Publications Details

A Direct Comparison of Resistivity Models from Helicopter Transient Electromagnetic and Magnetotelluric Datasets Collected over a Blind Geothermal System in East Hawthorne, Nevada, USA

Folsom, Matthew; Sewell, Steven; Cumming, William; Zimmerman, Jade; Sabin, Andy; Downs, Christine; Hinz, Nick; Winn, Carmen; Schwering, Paul C.

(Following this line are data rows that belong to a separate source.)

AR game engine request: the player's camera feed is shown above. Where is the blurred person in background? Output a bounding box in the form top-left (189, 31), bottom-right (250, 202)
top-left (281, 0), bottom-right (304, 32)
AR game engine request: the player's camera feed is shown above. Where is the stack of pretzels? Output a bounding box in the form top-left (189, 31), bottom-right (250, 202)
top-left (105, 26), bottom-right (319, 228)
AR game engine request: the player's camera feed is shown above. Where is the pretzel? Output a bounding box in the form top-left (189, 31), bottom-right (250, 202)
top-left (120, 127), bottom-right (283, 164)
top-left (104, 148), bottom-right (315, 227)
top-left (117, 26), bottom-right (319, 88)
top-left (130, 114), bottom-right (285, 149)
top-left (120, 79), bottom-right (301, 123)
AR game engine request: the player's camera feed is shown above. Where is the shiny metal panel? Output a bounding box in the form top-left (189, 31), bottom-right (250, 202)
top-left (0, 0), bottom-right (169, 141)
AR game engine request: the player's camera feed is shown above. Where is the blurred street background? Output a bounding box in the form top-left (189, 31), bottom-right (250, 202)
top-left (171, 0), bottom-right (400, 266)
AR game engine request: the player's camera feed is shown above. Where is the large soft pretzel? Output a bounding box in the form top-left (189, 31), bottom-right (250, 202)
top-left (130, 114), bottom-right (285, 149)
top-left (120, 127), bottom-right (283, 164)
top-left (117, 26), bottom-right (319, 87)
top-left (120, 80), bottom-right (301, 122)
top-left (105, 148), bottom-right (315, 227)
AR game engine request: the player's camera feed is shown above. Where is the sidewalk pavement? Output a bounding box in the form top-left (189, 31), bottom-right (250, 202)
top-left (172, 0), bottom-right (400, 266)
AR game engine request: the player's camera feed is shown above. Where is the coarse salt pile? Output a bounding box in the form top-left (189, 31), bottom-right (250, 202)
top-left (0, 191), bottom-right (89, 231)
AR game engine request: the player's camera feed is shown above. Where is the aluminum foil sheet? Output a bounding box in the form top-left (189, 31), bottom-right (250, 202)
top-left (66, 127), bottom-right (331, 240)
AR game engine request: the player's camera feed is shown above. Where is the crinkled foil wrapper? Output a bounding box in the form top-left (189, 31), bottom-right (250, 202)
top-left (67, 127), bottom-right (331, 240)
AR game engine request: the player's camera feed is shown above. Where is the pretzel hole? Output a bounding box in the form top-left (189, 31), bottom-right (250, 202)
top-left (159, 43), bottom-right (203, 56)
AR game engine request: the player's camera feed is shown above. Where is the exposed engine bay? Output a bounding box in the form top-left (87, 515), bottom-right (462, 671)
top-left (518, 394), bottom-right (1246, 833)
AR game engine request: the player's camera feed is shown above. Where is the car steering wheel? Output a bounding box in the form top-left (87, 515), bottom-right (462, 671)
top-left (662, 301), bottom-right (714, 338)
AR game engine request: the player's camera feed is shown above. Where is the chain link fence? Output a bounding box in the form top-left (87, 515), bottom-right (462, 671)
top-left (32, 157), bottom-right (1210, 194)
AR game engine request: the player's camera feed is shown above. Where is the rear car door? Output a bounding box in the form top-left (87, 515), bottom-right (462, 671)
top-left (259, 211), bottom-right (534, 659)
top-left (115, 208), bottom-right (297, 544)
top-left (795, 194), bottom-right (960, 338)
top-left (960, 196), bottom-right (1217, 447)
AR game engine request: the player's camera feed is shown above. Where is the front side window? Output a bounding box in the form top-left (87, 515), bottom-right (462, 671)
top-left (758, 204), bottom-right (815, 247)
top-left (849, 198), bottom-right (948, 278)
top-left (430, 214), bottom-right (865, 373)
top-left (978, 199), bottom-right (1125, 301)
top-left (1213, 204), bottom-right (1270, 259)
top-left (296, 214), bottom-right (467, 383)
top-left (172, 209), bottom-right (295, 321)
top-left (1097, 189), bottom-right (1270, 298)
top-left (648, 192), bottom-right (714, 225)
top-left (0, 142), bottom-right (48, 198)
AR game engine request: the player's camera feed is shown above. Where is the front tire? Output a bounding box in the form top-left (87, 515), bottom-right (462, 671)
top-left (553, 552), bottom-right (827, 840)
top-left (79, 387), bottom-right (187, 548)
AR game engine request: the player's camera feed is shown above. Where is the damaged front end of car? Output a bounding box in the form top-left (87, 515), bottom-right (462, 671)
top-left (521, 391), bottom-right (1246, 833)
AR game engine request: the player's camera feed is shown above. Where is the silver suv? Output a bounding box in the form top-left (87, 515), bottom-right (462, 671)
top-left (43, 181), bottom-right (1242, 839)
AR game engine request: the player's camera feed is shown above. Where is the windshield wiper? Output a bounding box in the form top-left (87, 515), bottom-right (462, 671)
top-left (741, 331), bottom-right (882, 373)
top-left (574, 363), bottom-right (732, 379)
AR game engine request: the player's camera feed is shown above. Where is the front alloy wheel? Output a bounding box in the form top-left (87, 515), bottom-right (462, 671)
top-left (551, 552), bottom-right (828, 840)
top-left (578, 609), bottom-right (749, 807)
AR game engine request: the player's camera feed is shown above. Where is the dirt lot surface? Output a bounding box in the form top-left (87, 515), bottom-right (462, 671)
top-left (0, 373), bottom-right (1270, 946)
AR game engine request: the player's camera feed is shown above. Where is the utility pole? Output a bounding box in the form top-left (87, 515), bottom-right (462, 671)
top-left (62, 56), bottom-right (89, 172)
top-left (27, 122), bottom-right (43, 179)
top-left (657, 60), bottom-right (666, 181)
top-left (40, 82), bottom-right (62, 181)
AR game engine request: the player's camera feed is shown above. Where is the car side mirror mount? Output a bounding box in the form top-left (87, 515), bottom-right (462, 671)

Blind geothermal systems are believed to be common in the Basin and Range province and represent an underutilized source of renewable green energy. Their discovery has historically been by chance but more methodological strategies for exploration of these resources are being developed. One characteristic of blind systems is that they are often overlain by near-surface zones of low-resistivity caused by alteration of the overlying sediments to swelling clays. These zones can be imaged by resistivity-based geophysical techniques to facilitate their discovery and characterization. Here we present a side-by-side comparison of resistivity models produced from helicopter transient electromagnetic (HTEM) and ground-based broadband magnetotelluric (MT) surveys over a previously discovered blind geothermal system with measured shallow temperatures of ~100°C in East Hawthorne, NV. The HTEM and MT data were collected as part of the BRIDGE project, an initiative for improving methodologies for discovering blind geothermal systems. HTEM data were collected and modelled along profiles, and the results suggest the method can resolve the resistivity structure 300 - 500 m deep. A 61-station MT survey was collected on an irregular grid with ~800 m station spacing and modelled in 3D on a rotated mesh aligned with HTEM flight directions. Resistivity models are compared with results from potential fields datasets, shallow temperature surveys, and available temperature gradient data in the area of interest. We find that the superior resolution of the HTEM can reveal near-surface details often missed by MT. However, MT is sensitive to several km deep, can resolve 3D structures, and is thus better suited for single-prospect characterization. We conclude that HTEM is a more practical subregional prospecting tool than is MT, because it is highly scalable and can rapidly discover shallow zones of low resistivity that may indicate the presence of a blind geothermal system. Other factors such as land access and ground disturbance considerations may also be decisive in choosing the best method for a particular prospect. Resistivity methods in general cannot fully characterize the structural setting of a geothermal system, and so we used potential fields and other datasets to guide the creation of a diagrammatic structural model at East Hawthorne.